A tie-up with wholesaler NVS also means members will soon be able to get flea and worm prescriptions sent direct to their homes, along with some low-level non-steroidals.

Richard added: “It is a long-term thing; if we educate our clients, as well as doing the brand building and relationship stuff, we then earn the right to then earn money elsewhere.

“A lot of pet spend is outside the veterinary sector, and for me, that is madness, so by building a brand people trust, we can then open the door to offering a wider range of services, as we have that trust and our brand is respected.”

Digital development

The Pickles team also plans to develop its brand to leverage the data constantly being gathered from members. Every client is asked for feedback following every appointment and, over time, the team hopes to provide clients with unique insights on their pets, as well as tailored treatment plans based on individual medical histories.

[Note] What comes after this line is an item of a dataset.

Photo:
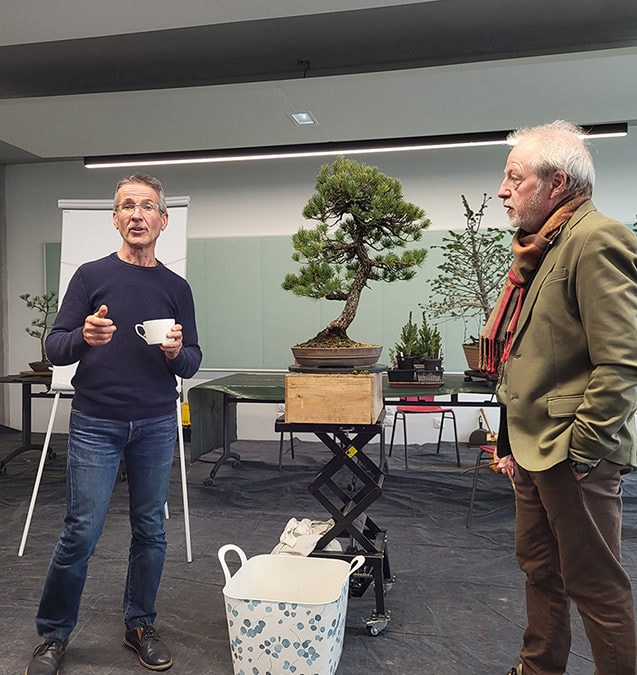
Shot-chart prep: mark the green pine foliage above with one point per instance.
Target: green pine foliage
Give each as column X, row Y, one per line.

Rory said: “The really good thing about developing our own tech is that we can control all our own data. Once we have enough data, we can start to do some really cool stuff with our database, like being able to offer bespoke treatment plans for our pets going through their lives.

“We will start with breed-specific stuff and then using our clinical data to see efficacy of certain treatments. We also want to start building up a genome-sequencing database, where we want to be able to collect the DNA of every member’s pets and then link that to our clinical data, which in the long term will allow our clinicians to make better judgements.

“This vision is something everyone here completely believes in and they buy into that. This is about creating a great environment, but it is going to take work to change the environment and the product and the service: that all takes hard work and that takes the right people to make it work. ”But we have the right people.”